BY JEFF NACHTIGAL, Californian staff email@example.com
Energy Manager Steve Tolin is always on the lookout for ways to coax more energy savings in the Kern High School District.
A brand new, efficient air-chilling unit might save the district thousands over its lifespan, but many more efficiencies can be gleaned through careful inspection.
So Tolin spends time on the little stuff: sticking lightweight, data-logging thermometers on computers to track energy use; considering a motion sensor on a Pepsi machine light for nighttime shutoff; and talking up the value of closing a door or shutting off a computer monitor on his regular visits to campuses.
It all adds up.
“We're saving millions with nickels,” Tolin said.
Energy efficiency isn't new — KHSD has saved more than $1.1 million through PG&E rebates since 1990. But with big state budget cuts looming, KHSD and other school districts are focusing on energy savings:
• Two years ago, the Rosedale Union School District took an aggressive look at its energy use. Everyone joined the effort to conserve, said John Mendiburu, assistant superintendent of business.
“The motivation was seeing money turned around and given back to the classroom, support, staff and for supplies,” he said.
Students at Centennial and Rosedale North elementary schools recycle paper, and the money earned goes back to their schools.
The energy saved equaled 1.5 teaching positions this year, Mendiburu said.
• By changing how it measures and tracks its HVAC and lighting systems, Fruitvale School District cut $99,000 from its utility bill last year, said Brian Prine, director of maintenance, operations and transportation.
• KHSD contracts with a consulting company to help it find identify savings. The $50,000 per month cost isn’t cheap but saves much more: in one 43-month period, the district shaved $7 million off its $25 million bill.
• If the heat is too high in a Bakersfield City school, temperatures in all 42 schools can be adjusted from a new central thermostat system.
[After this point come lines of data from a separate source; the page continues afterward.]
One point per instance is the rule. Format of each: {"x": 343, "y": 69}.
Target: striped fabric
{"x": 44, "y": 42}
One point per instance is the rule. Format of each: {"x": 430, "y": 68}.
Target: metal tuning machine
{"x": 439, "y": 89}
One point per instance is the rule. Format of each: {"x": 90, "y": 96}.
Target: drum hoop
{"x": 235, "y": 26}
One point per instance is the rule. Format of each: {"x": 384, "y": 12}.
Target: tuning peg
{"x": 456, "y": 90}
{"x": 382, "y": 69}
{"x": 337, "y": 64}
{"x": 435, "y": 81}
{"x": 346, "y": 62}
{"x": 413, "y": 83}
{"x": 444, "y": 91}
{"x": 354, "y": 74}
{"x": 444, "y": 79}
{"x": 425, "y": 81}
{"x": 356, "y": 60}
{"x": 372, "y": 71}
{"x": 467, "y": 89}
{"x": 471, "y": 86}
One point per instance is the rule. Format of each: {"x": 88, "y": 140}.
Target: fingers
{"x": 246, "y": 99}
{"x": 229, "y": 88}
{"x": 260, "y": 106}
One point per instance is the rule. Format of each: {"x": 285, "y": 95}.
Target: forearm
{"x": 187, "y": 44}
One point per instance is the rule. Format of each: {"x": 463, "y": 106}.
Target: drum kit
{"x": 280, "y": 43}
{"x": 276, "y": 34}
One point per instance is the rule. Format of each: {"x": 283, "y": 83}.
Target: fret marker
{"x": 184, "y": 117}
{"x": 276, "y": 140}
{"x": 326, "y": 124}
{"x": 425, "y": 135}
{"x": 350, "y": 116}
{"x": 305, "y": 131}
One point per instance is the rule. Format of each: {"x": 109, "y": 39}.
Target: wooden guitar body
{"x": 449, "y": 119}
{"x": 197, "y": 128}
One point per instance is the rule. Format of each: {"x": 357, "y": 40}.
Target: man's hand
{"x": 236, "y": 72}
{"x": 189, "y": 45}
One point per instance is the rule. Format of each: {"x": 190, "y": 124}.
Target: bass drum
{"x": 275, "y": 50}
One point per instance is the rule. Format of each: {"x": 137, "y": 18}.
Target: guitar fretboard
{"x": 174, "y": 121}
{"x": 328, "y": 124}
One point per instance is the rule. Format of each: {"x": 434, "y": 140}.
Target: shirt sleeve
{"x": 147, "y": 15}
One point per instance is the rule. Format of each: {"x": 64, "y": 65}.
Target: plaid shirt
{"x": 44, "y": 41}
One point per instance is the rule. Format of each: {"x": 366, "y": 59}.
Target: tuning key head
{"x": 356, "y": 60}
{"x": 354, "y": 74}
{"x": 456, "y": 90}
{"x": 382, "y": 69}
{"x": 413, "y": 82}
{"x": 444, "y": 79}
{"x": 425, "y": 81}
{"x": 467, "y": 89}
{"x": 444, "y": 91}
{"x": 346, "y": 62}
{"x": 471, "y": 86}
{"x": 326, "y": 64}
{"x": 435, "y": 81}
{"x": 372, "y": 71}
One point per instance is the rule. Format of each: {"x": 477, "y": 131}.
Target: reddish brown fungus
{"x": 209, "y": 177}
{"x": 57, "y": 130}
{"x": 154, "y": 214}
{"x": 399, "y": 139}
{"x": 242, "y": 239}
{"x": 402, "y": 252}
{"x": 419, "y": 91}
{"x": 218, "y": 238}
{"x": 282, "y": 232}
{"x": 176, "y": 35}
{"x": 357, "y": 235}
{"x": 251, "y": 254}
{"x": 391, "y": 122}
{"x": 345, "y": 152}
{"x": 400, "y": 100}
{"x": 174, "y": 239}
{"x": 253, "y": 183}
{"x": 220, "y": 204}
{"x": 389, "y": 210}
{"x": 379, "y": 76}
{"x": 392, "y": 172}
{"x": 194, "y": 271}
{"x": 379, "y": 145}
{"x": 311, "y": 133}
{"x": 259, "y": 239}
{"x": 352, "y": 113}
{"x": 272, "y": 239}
Two months ago, the district installed automatic shutdown software on all its 4,475 workstations, saving $10,735 over one month, with the cost of software covered by a PG&E rebate, said spokesman Steve Gabbitas.
• The chiller loop project at Bakersfield College will connect three buildings so air is cooled by one chiller unit, instead of one unit for each building. The project will cost about $500,000, but seven years of utility bill savings will cover the cost.
After that, the savings are “all gravy,” said Rick Wright, Interim director of planning and facilities and a former president of the college.
• Cal State Bakersfield is adjusting its cleaning schedule so custodians will sweep and mop partly during regular university hours so lights don’t have to burn all night.
“Intuitively we think it will save us energy, on the non-technical side of savings,” said Pat Jacobs, assistant vice president of facilities.
CSUB also plans to install solar panels mounted on the rooftops of parking canopies to generate the equivalent amount of energy as removing about 5,900 automobiles from the road, according to the school.
Kern High schools haven’t gone solar because it hasn’t been viable fiscally, said Bill Voss, KHSD director of business.
But solar options may change soon for KHSD and other districts. CSUB hosts a solar conference for schools this week.
Once the infrastructure is in place, the people side of energy management comes into play, said PG&E spokeswoman Cindy Pollard.
“It's how you use the commodities. Where you set your thermostat,” said Pollard.
That’s where Steve Tolin comes in.
“If you need it, use it, but when you’re done with it, turn it off,” Tolin tells people.